Beyond Memorization: Evaluating the True Type Inference Capabilities of LLMs for Java Code Snippets

Type inference is a crucial task for reusing online code snippets, often found on platforms like StackOverflow, which frequently lack essential type information such as fully qualified names (FQNs) and required libraries. Recent studies have leveraged Large Language Models (LLMs) for type inference on code snippets, showing promising results. However, these results are potentially affected by data leakage, as the benchmark suite (StatType-SO) has been public on GitHub since 2017 (full suite in 2023). Thus, it is uncertain whether LLMs' strong performance reflects genuine code semantics understanding or a mere retrieval of ground truth from training data. To comprehensively assess LLMs' type inference capabilities on Java code snippets, we conducted a three-pronged evaluation. First, utilizing Thalia, a program synthesis technique, we created ThaliaType--a new, unseen dataset for type inference evaluation. On unseen snippets, LLM performance dropped significantly, with up to a 59% decrease in precision and 72% in recall. Second, we developed semantic-preserving transformations that significantly degraded LLMs' type inference performance, revealing weaknesses in understanding code semantics. Third, we used delta debugging to identify the minimal syntax elements sufficient for LLM inference. While type inference primarily involves inferring FQNs for types in the code snippet, LLMs correctly infer FQNs even when the types were absent from the snippets, suggesting a reliance on knowledge from training instead of thoroughly analyzing the snippets. Our findings indicate that LLMs' strong past performance likely stemmed from data leakage, rather than a genuine understanding of the semantics of code snippets. Our findings highlight the crucial need for carefully designed benchmarks using unseen code snippets to assess the true capabilities of LLMs for type inference tasks.

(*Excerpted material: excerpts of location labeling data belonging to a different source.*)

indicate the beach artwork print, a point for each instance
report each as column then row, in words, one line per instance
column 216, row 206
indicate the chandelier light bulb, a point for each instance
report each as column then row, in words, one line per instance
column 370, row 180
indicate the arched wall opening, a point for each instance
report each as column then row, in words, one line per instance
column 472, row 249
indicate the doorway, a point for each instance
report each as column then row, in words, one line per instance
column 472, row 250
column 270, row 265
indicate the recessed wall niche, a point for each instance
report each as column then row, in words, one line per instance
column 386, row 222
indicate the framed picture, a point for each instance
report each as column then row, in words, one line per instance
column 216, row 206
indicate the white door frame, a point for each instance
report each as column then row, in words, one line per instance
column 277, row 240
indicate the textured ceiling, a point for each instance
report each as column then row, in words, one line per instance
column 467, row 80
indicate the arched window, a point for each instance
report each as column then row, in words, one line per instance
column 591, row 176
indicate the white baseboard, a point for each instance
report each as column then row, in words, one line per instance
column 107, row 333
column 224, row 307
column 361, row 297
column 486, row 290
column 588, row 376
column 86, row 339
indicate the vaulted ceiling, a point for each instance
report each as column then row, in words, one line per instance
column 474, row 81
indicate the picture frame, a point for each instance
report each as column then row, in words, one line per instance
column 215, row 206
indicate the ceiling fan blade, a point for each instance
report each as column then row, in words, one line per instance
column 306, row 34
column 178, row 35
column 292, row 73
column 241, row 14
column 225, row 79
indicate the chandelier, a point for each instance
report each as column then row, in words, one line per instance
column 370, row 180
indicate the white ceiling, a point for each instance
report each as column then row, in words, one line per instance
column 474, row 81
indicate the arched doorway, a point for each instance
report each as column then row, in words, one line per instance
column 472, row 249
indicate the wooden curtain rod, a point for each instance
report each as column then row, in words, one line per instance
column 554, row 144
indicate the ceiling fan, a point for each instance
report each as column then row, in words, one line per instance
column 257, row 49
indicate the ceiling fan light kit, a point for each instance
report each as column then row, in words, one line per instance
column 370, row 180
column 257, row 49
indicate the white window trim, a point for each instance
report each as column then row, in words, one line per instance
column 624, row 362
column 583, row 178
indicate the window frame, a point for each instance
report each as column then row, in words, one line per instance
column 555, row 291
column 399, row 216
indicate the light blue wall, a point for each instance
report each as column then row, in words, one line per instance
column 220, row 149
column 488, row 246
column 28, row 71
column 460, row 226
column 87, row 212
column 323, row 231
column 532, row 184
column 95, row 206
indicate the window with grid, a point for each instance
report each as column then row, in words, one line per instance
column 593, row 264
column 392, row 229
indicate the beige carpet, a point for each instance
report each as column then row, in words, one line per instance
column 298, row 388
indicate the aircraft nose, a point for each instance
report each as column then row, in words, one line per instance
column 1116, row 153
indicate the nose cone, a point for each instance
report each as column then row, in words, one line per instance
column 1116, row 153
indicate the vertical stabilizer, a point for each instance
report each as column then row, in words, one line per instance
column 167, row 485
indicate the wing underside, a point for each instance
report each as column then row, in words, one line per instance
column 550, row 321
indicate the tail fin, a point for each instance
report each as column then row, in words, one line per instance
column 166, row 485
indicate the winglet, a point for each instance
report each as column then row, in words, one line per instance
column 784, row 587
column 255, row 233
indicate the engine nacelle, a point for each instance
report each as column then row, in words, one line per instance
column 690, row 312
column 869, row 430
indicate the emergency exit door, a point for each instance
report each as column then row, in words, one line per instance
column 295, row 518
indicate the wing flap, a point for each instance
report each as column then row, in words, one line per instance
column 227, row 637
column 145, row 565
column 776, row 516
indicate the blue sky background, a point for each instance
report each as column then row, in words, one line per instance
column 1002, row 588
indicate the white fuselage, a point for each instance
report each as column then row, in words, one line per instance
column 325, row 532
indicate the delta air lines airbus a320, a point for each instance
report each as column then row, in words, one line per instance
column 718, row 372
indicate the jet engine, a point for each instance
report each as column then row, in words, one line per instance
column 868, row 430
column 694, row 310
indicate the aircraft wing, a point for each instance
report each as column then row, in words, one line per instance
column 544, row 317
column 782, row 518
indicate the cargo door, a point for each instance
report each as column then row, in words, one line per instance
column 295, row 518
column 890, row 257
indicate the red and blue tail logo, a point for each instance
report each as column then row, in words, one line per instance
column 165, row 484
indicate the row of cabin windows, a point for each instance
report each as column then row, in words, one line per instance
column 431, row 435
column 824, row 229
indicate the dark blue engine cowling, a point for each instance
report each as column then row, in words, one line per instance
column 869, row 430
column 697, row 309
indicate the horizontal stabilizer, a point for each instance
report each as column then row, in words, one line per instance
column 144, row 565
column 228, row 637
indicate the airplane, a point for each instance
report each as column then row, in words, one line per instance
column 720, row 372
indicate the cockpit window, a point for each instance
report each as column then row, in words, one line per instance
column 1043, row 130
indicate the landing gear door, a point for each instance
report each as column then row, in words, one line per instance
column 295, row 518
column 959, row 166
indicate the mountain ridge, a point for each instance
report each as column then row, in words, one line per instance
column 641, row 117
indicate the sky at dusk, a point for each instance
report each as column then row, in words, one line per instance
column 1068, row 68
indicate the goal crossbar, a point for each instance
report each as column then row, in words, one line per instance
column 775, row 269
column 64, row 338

翻译：类型推断是复用在线代码片段（常见于StackOverflow等平台）的关键任务，这些片段常缺乏必要的类型信息（如完全限定名和所需库）。近期研究利用大语言模型对代码片段进行类型推断，显示出良好效果。然而这些结果可能受到数据泄露的影响，因为基准测试集（StatType-SO）自2017年起已在GitHub公开（完整测试集于2023年发布）。因此，大语言模型的优异表现究竟反映真实的代码语义理解能力，还是仅从训练数据中检索标准答案，尚不明确。为全面评估大语言模型对Java代码片段的类型推断能力，我们开展了三阶段评估。首先，利用程序合成技术Thalia构建了ThaliaType——一个全新的、未见过的类型推断评估数据集。在未见片段上，大语言模型性能显著下降，精确率最大降幅达59%，召回率降幅达72%。其次，我们设计了语义保持变换方法，能显著降低大语言模型的类型推断性能，揭示其在代码语义理解方面的缺陷。第三，我们采用Delta调试技术识别出足以支撑大语言模型推断的最小语法元素。虽然类型推断主要涉及推断代码片段中类型的完全限定名，但大语言模型甚至在类型信息缺失时仍能正确推断完全限定名，这表明其依赖训练获得的知识而非深入分析代码片段。我们的研究结果表明，大语言模型过往的优异表现很可能源于数据泄露，而非对代码片段语义的真正理解。本研究强调必须精心设计使用未见代码片段的基准测试，以准确评估大语言模型在类型推断任务中的真实能力。